Расположился. Нарисовал чертика на бумажке, выбросил его в корзину. Связался с Информационным центром, заказал марш из оперы Глинки «Руслан и Людмила» в исполнении Большого симфонического оркестра. «Фонограмма готова», — тут же кокетливо пропел в динамиках умело синтезированный девичий голосок. Август Рубин соединился с Машиной, дал ей сигнал вызова и сразу торжественным нажатием пустил фонограмму. Грянул марш на выход Черномора. После первых нескольких тактов Август Рубин сделал паузу и с пафосом произнес в микрофон:

— Дорогой Доктор! Поздравляю вас с днем вашего второго рождения и желаю вам новых творческих успехов во имя будущего человечества! Немного нелепой была наша прошлая встреча — забудем о ней. Все сызнова! Я преклоняюсь, учитель, перед вашим гением, победившим смерть. Я обещаю обеспечить ваш дальнейший труд всем необходимым, а вашу новую жизнь украсить всеми красками бытия. Вы не будете скучать, дорогой Доктор, обещаю вам!

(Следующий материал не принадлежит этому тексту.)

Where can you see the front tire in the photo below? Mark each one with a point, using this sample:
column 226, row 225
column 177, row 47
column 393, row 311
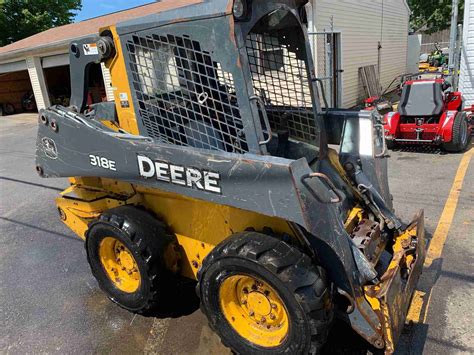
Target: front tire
column 460, row 135
column 263, row 296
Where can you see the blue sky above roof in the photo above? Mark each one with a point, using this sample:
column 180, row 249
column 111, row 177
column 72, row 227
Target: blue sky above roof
column 95, row 8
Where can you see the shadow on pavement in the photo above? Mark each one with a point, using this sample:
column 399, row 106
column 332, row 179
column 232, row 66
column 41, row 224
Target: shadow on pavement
column 31, row 183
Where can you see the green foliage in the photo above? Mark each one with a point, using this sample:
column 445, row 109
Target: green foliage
column 432, row 15
column 23, row 18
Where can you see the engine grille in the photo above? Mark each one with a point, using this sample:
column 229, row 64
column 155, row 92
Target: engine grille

Еще несколько маршевых тактов.

Ответное слово Доктора было более чем кратким.

— Какого черта, — проскрипел он нелюбезно, когда музыка стихла. — Какого дьявола!

Август Рубин смутился.

— Я думал, вам одиноко, и украсить… Я, что ли, не вовремя, вы спали, учитель? Простите меня. — И он улыбнулся утренне микрофону.

— Ладно, — неохотно буркнул Доктор. — Я не спал. Все нормально. Только не надо мне ничего украшать, я вас умоляю всех там, я требую!

— Кого «всех», учитель? Я здесь один.

— Не имеет значения. Вы — это вы, я — это я. Извольте уважать мой суверенитет.

— Понял. Разумеется, как же иначе… Торжественная часть закончена. Позвольте перейти к делам, Доктор.

— Каким еще делам?

— К нашей программе. Есть два варианта дальнейших наших действий. Первый: скорейшее восстановление ваших связей с внешним миром — с Информационным центром в первую очередь, затем — искусственное зрение…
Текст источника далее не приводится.